Detecting ConvertKit/Kit at scale

Checking one site is quick, but finding every creator on ConvertKit/Kit across a list — to prospect the creator economy — calls for automation. StackOptic detects ConvertKit (Kit) and thousands of other technologies from a real browser, recognising both convertkit.com and kit.com signals. For related reading, see our guide to finding what email marketing platform a website uses and the full ConvertKit technology profile.

Frequently asked questions

What is the fastest way to detect ConvertKit?

Find a signup form and inspect it. ConvertKit (Kit) forms embed via a script from f.convertkit.com/ckjs/ck.5.js and carry a data-uid attribute, submitting to app.convertkit.com or app.kit.com. The f.convertkit.com embed with a data-uid is the definitive signal.

Is ConvertKit the same as Kit?

Yes. ConvertKit rebranded to Kit in 2024. Existing embeds still use convertkit.com domains (f.convertkit.com, app.convertkit.com) while newer references may use kit.com. Treat convertkit.com and kit.com signals as the same platform.

What is the data-uid attribute?

ConvertKit/Kit form embeds include a data-uid attribute (and form/sequence identifiers) that tells the platform which form the submission belongs to. Finding a form with a data-uid attribute loaded from f.convertkit.com confirms ConvertKit and identifies the specific form.

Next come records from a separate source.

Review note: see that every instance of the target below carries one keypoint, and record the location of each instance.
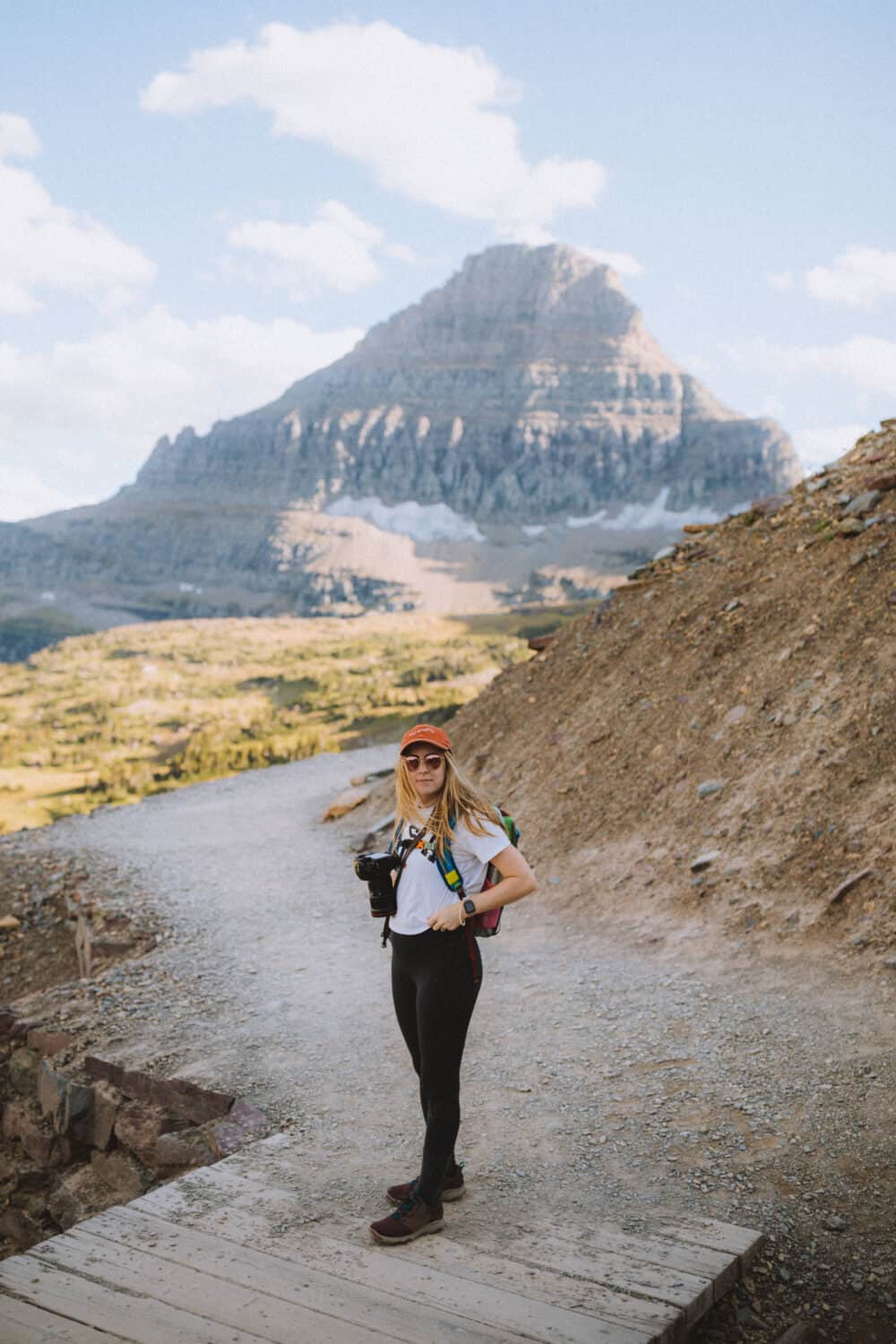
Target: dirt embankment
(719, 739)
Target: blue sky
(201, 203)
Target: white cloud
(866, 360)
(18, 137)
(47, 246)
(121, 390)
(818, 446)
(427, 118)
(858, 277)
(335, 250)
(624, 263)
(26, 495)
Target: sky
(201, 203)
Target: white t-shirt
(422, 889)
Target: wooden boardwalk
(230, 1255)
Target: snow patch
(421, 521)
(641, 518)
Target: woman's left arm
(517, 881)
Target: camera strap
(403, 851)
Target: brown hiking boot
(452, 1188)
(410, 1220)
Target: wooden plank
(721, 1269)
(490, 1309)
(134, 1316)
(713, 1253)
(694, 1230)
(546, 1250)
(293, 1279)
(599, 1309)
(22, 1322)
(239, 1210)
(206, 1297)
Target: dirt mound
(720, 736)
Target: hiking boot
(411, 1219)
(452, 1188)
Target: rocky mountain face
(522, 390)
(522, 394)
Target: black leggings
(435, 992)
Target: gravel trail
(600, 1080)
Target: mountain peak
(509, 303)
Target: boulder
(182, 1150)
(80, 1193)
(123, 1174)
(97, 1125)
(23, 1072)
(139, 1126)
(244, 1124)
(21, 1228)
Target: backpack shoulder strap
(446, 866)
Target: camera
(376, 871)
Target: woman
(437, 968)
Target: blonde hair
(457, 801)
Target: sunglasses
(433, 761)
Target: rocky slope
(719, 739)
(485, 425)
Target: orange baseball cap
(426, 733)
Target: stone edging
(81, 1137)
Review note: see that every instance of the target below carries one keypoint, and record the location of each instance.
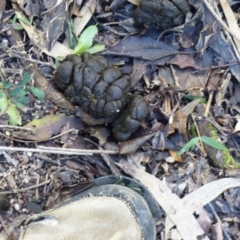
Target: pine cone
(101, 90)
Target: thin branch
(66, 151)
(27, 188)
(223, 24)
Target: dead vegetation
(186, 152)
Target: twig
(27, 188)
(72, 150)
(223, 24)
(67, 151)
(208, 104)
(16, 127)
(4, 226)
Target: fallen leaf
(132, 145)
(49, 125)
(144, 48)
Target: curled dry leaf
(49, 125)
(132, 145)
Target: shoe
(115, 208)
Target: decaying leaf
(132, 145)
(180, 118)
(49, 125)
(101, 133)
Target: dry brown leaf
(49, 125)
(132, 145)
(232, 21)
(180, 119)
(86, 12)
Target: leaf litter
(190, 76)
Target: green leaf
(213, 143)
(6, 84)
(26, 78)
(37, 92)
(189, 145)
(3, 102)
(18, 27)
(14, 116)
(17, 91)
(20, 102)
(86, 40)
(96, 48)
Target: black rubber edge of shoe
(136, 186)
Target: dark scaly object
(163, 14)
(101, 90)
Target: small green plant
(15, 97)
(209, 141)
(18, 26)
(85, 41)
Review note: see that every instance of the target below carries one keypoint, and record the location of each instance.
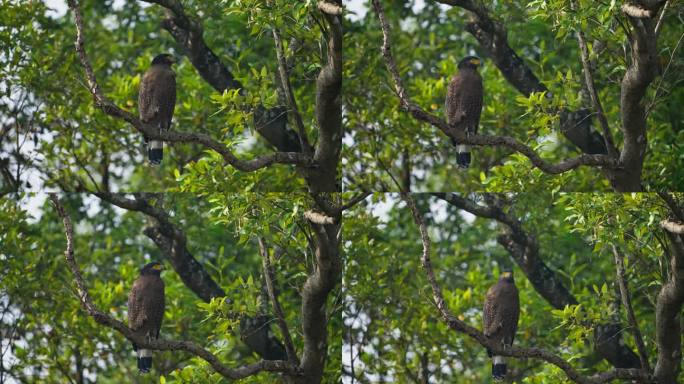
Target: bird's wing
(472, 100)
(454, 100)
(165, 96)
(155, 304)
(146, 108)
(136, 312)
(490, 312)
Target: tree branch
(268, 276)
(639, 75)
(591, 87)
(627, 303)
(289, 95)
(477, 140)
(325, 276)
(522, 353)
(172, 136)
(328, 111)
(160, 344)
(524, 249)
(669, 313)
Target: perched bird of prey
(156, 101)
(500, 317)
(464, 104)
(256, 333)
(146, 309)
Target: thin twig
(159, 344)
(289, 346)
(627, 303)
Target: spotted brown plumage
(146, 310)
(157, 100)
(500, 318)
(464, 104)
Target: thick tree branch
(674, 227)
(172, 241)
(172, 136)
(477, 140)
(321, 281)
(328, 111)
(637, 12)
(289, 95)
(591, 87)
(669, 315)
(522, 353)
(639, 75)
(524, 249)
(269, 123)
(627, 303)
(268, 276)
(160, 344)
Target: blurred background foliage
(48, 337)
(392, 324)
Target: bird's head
(472, 62)
(153, 268)
(163, 59)
(506, 276)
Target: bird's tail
(498, 367)
(144, 360)
(463, 155)
(155, 151)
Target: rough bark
(524, 249)
(159, 344)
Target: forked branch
(160, 344)
(521, 353)
(113, 110)
(477, 140)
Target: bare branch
(668, 315)
(268, 276)
(172, 136)
(330, 8)
(318, 218)
(673, 227)
(289, 95)
(160, 344)
(328, 111)
(477, 140)
(634, 11)
(326, 275)
(660, 19)
(355, 200)
(627, 303)
(522, 353)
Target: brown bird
(500, 317)
(146, 310)
(157, 100)
(464, 104)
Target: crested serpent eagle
(156, 101)
(464, 104)
(146, 310)
(500, 318)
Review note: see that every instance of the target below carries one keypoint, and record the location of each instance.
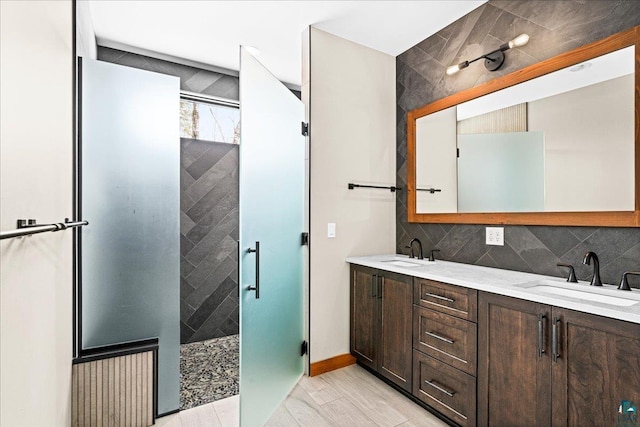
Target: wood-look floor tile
(304, 409)
(367, 393)
(342, 412)
(228, 411)
(169, 421)
(201, 416)
(319, 390)
(282, 418)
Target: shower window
(209, 121)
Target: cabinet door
(597, 368)
(395, 328)
(514, 377)
(364, 314)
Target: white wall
(437, 162)
(36, 143)
(86, 45)
(589, 151)
(352, 139)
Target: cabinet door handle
(257, 285)
(440, 337)
(555, 350)
(541, 350)
(441, 388)
(440, 297)
(374, 285)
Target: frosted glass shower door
(271, 222)
(130, 188)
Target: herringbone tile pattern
(554, 27)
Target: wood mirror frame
(615, 42)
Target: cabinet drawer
(455, 300)
(447, 338)
(446, 389)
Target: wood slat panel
(115, 391)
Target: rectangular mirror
(554, 143)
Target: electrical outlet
(495, 236)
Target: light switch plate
(331, 230)
(495, 236)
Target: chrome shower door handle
(256, 287)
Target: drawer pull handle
(555, 352)
(541, 318)
(440, 337)
(438, 387)
(440, 297)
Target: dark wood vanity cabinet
(380, 312)
(540, 365)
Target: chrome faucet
(595, 280)
(412, 255)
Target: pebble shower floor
(209, 371)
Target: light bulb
(455, 68)
(521, 40)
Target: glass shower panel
(272, 151)
(130, 188)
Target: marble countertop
(604, 301)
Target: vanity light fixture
(494, 59)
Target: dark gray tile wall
(209, 305)
(208, 240)
(554, 27)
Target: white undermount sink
(401, 263)
(584, 292)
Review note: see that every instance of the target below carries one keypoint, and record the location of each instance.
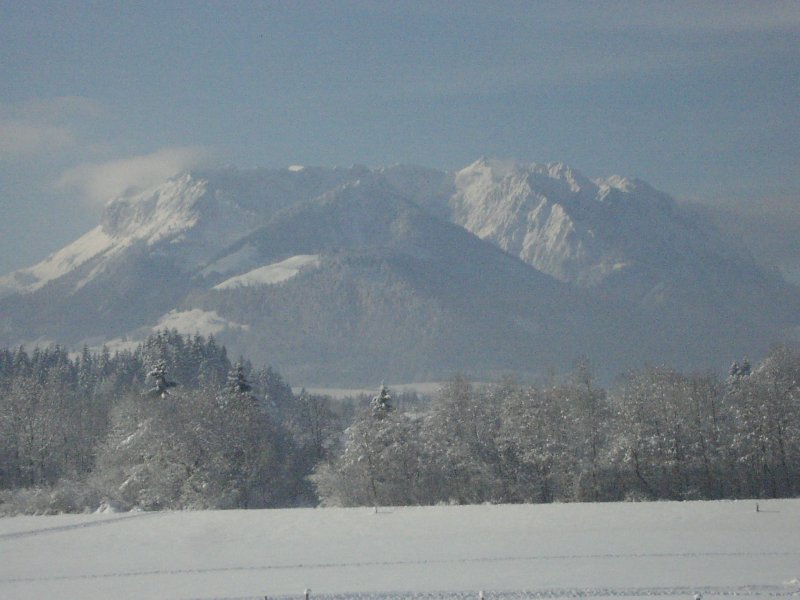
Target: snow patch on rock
(272, 273)
(196, 321)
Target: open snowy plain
(664, 549)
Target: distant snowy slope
(573, 228)
(670, 550)
(501, 266)
(273, 273)
(93, 245)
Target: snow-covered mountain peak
(157, 212)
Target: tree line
(170, 424)
(658, 434)
(173, 423)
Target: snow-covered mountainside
(570, 227)
(352, 275)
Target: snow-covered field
(665, 549)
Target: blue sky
(702, 100)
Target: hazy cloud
(99, 182)
(21, 138)
(42, 126)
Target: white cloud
(99, 182)
(42, 126)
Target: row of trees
(174, 424)
(660, 434)
(170, 424)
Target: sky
(700, 99)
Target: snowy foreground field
(666, 549)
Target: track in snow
(787, 591)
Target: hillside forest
(175, 424)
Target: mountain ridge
(508, 266)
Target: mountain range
(349, 276)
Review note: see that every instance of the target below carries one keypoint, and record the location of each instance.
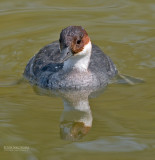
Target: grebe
(73, 62)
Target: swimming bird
(73, 62)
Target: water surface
(121, 120)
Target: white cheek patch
(81, 60)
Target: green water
(123, 125)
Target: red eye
(78, 41)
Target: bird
(72, 62)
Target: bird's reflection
(76, 118)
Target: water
(120, 122)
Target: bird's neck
(80, 61)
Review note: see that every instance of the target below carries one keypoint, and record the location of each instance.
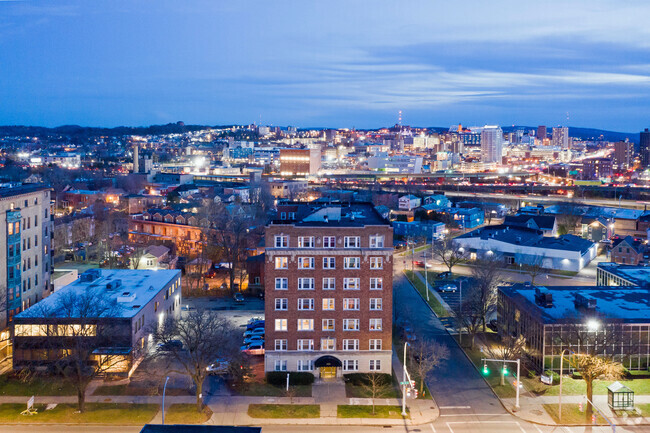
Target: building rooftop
(639, 275)
(131, 290)
(627, 303)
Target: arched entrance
(328, 366)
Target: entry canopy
(327, 361)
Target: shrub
(279, 378)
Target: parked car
(253, 349)
(254, 339)
(219, 366)
(448, 288)
(254, 331)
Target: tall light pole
(164, 389)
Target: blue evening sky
(326, 63)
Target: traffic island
(284, 411)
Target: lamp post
(164, 389)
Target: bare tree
(190, 345)
(450, 253)
(510, 348)
(78, 325)
(425, 355)
(377, 385)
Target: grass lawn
(38, 385)
(284, 410)
(186, 414)
(257, 389)
(436, 306)
(571, 414)
(105, 413)
(137, 390)
(381, 411)
(572, 386)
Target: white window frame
(352, 263)
(305, 242)
(348, 284)
(308, 261)
(374, 344)
(281, 325)
(351, 344)
(329, 304)
(329, 283)
(329, 262)
(281, 284)
(376, 284)
(306, 304)
(351, 324)
(281, 345)
(309, 323)
(329, 241)
(305, 284)
(282, 262)
(375, 325)
(325, 325)
(282, 303)
(305, 344)
(352, 242)
(281, 241)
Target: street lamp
(164, 389)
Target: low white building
(519, 245)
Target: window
(305, 324)
(281, 283)
(281, 304)
(352, 262)
(282, 241)
(351, 284)
(329, 283)
(350, 324)
(328, 304)
(280, 324)
(281, 345)
(328, 325)
(305, 344)
(306, 304)
(305, 284)
(305, 263)
(305, 365)
(375, 344)
(376, 241)
(327, 344)
(352, 242)
(281, 262)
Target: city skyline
(325, 65)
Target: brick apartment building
(328, 291)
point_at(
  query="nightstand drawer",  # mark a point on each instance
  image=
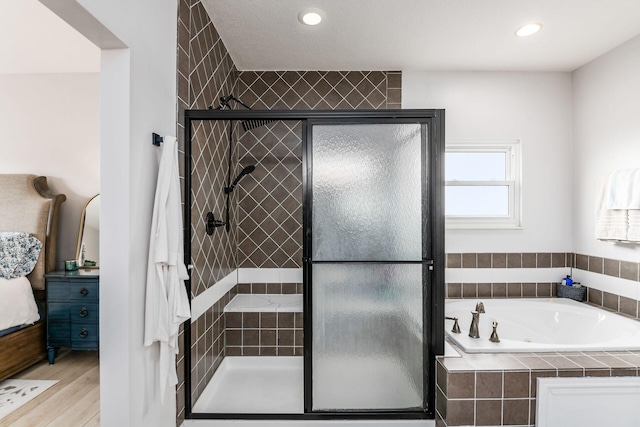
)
(58, 311)
(83, 312)
(59, 334)
(85, 291)
(82, 332)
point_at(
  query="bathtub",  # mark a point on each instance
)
(541, 325)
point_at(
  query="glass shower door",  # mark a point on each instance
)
(365, 265)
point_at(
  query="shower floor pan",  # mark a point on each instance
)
(255, 385)
(275, 385)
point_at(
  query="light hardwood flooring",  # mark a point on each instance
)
(72, 402)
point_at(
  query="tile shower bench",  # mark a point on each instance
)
(264, 325)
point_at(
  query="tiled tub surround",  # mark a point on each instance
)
(500, 389)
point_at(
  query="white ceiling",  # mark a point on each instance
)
(35, 40)
(422, 34)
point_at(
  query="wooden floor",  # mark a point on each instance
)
(72, 402)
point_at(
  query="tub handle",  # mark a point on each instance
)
(456, 326)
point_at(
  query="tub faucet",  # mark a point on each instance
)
(473, 330)
(456, 326)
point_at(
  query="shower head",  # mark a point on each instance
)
(248, 125)
(245, 171)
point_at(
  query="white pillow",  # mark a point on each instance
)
(17, 303)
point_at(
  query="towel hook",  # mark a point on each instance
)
(156, 139)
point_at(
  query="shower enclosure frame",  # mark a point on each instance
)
(433, 229)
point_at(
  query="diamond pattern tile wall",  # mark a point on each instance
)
(270, 202)
(205, 73)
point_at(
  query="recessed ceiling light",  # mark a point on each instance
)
(311, 16)
(528, 30)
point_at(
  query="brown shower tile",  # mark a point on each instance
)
(285, 338)
(629, 270)
(460, 412)
(454, 260)
(516, 384)
(529, 260)
(499, 290)
(250, 337)
(534, 379)
(558, 259)
(610, 301)
(469, 290)
(441, 376)
(250, 351)
(394, 80)
(250, 320)
(514, 290)
(454, 290)
(514, 260)
(268, 351)
(267, 337)
(595, 264)
(544, 260)
(629, 306)
(488, 385)
(488, 412)
(484, 290)
(529, 290)
(595, 296)
(233, 320)
(484, 260)
(461, 385)
(612, 267)
(233, 337)
(288, 288)
(515, 412)
(286, 320)
(544, 289)
(499, 260)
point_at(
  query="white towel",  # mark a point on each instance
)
(624, 189)
(611, 224)
(633, 234)
(167, 302)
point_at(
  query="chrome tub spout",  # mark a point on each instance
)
(456, 326)
(494, 335)
(473, 330)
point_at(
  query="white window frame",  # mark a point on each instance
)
(513, 180)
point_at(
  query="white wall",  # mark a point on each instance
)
(137, 97)
(532, 107)
(50, 126)
(606, 99)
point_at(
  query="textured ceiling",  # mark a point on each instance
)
(422, 34)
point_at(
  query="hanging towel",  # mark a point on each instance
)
(611, 224)
(633, 234)
(624, 189)
(167, 302)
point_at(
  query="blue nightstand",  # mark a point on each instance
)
(72, 310)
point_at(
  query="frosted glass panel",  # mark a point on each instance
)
(367, 336)
(367, 191)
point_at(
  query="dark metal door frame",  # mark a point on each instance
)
(433, 229)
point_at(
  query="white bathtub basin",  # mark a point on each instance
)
(542, 325)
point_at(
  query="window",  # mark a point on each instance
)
(482, 181)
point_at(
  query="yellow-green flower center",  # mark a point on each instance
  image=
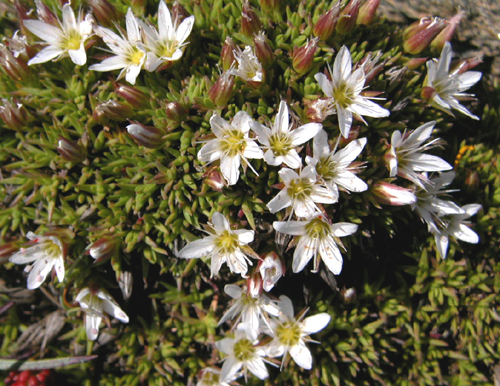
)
(280, 144)
(243, 350)
(288, 333)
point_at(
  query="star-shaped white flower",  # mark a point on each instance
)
(251, 310)
(231, 145)
(317, 238)
(242, 353)
(280, 142)
(407, 160)
(46, 254)
(290, 334)
(448, 86)
(455, 226)
(167, 43)
(333, 168)
(222, 246)
(95, 302)
(301, 192)
(69, 39)
(249, 68)
(344, 88)
(130, 53)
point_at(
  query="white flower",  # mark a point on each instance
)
(344, 88)
(430, 207)
(69, 39)
(317, 237)
(166, 44)
(231, 145)
(223, 245)
(130, 53)
(46, 253)
(95, 302)
(251, 311)
(290, 334)
(301, 192)
(333, 167)
(249, 67)
(242, 352)
(454, 225)
(448, 87)
(280, 142)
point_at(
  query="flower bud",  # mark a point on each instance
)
(105, 12)
(348, 16)
(70, 150)
(303, 57)
(135, 97)
(389, 194)
(367, 12)
(325, 25)
(271, 269)
(13, 114)
(227, 54)
(222, 90)
(447, 33)
(262, 50)
(116, 111)
(45, 14)
(250, 22)
(147, 136)
(418, 36)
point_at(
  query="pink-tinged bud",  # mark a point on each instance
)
(271, 269)
(254, 285)
(147, 136)
(389, 194)
(320, 109)
(447, 33)
(418, 36)
(250, 22)
(13, 114)
(70, 150)
(116, 111)
(262, 50)
(105, 12)
(103, 249)
(222, 90)
(227, 54)
(348, 17)
(45, 14)
(135, 97)
(303, 57)
(175, 111)
(215, 180)
(325, 25)
(367, 12)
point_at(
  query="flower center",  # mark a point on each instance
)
(288, 333)
(243, 350)
(280, 144)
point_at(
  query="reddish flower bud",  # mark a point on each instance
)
(105, 12)
(348, 16)
(70, 150)
(135, 97)
(227, 54)
(367, 12)
(250, 22)
(222, 90)
(418, 36)
(147, 136)
(325, 25)
(262, 50)
(303, 57)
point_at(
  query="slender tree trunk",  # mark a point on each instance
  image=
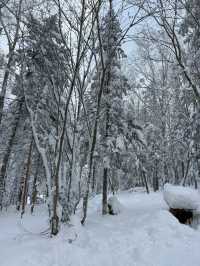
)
(105, 192)
(34, 192)
(9, 149)
(25, 183)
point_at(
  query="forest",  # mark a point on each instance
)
(97, 97)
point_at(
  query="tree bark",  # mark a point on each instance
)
(9, 149)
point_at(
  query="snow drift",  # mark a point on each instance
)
(179, 197)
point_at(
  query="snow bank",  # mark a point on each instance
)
(115, 205)
(178, 197)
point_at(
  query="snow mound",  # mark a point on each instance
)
(114, 205)
(179, 197)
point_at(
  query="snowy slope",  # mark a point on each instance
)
(179, 197)
(143, 234)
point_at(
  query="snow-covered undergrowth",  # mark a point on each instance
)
(144, 234)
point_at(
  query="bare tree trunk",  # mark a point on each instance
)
(10, 56)
(34, 192)
(9, 149)
(25, 183)
(105, 191)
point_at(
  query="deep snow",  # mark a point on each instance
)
(143, 234)
(179, 197)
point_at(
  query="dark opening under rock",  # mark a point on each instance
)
(184, 216)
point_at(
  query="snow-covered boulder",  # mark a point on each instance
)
(114, 206)
(179, 197)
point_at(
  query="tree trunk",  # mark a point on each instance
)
(105, 191)
(25, 183)
(9, 149)
(34, 192)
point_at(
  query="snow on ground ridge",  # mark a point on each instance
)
(144, 234)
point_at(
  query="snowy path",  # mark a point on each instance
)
(144, 234)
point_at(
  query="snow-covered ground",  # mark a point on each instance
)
(143, 234)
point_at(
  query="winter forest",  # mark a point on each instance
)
(99, 115)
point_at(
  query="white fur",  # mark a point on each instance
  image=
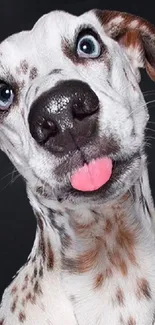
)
(122, 106)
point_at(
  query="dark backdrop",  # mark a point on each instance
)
(17, 223)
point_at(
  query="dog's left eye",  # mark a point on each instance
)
(6, 96)
(88, 47)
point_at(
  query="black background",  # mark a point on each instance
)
(17, 223)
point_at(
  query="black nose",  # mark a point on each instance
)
(68, 108)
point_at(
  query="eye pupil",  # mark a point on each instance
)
(87, 46)
(5, 93)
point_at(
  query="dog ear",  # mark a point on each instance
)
(135, 35)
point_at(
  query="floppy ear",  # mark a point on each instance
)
(134, 34)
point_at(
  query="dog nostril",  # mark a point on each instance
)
(82, 109)
(48, 129)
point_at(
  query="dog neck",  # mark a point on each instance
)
(78, 233)
(78, 251)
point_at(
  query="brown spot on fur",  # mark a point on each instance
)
(41, 240)
(120, 297)
(99, 281)
(23, 302)
(28, 296)
(37, 288)
(41, 271)
(24, 287)
(118, 262)
(126, 240)
(143, 289)
(35, 272)
(36, 90)
(13, 306)
(131, 321)
(22, 317)
(2, 321)
(50, 256)
(33, 73)
(14, 290)
(108, 273)
(140, 36)
(24, 66)
(108, 226)
(122, 320)
(87, 260)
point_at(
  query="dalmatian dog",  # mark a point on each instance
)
(72, 121)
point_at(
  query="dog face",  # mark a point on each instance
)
(69, 94)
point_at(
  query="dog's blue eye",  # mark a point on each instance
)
(88, 47)
(6, 96)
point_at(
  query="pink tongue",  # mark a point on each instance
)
(92, 176)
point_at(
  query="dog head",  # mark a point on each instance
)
(69, 96)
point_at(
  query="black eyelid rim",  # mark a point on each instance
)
(87, 30)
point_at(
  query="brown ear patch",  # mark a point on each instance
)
(131, 31)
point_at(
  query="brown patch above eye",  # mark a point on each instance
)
(99, 280)
(143, 289)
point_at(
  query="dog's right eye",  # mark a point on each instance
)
(88, 47)
(6, 96)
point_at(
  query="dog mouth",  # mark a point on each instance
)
(101, 177)
(92, 176)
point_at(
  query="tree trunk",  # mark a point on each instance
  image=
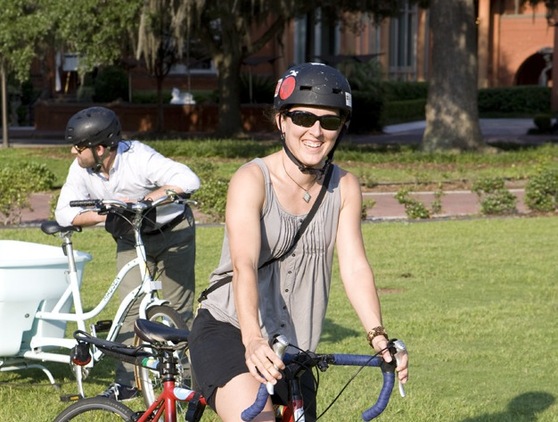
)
(160, 125)
(452, 121)
(5, 138)
(230, 122)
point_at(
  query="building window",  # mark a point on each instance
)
(402, 44)
(320, 36)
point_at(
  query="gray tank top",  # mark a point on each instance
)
(294, 291)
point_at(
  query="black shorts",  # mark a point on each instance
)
(217, 356)
(216, 352)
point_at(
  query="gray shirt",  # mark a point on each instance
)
(294, 291)
(137, 170)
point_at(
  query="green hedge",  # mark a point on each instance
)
(404, 111)
(518, 99)
(367, 112)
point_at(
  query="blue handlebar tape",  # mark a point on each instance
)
(254, 410)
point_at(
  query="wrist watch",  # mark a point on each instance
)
(375, 332)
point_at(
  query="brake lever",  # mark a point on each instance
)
(400, 348)
(279, 345)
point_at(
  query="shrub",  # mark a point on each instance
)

Who typically uses ConvertKit / Kit?

ConvertKit (Kit) is built for creators — newsletter writers, bloggers, authors, course creators, podcasters and YouTubers — who run audience-focused email with simple automation, tagging and paid-newsletter features. Finding it signals a creator monetising or growing an audience by email.

What does it mean if a site uses ConvertKit?

ConvertKit/Kit indicates a creator-focused email operation: list growth, broadcasts, simple sequences and often paid newsletters or digital products. Its presence signals an independent creator or small media business prioritising direct audience relationships over broad marketing.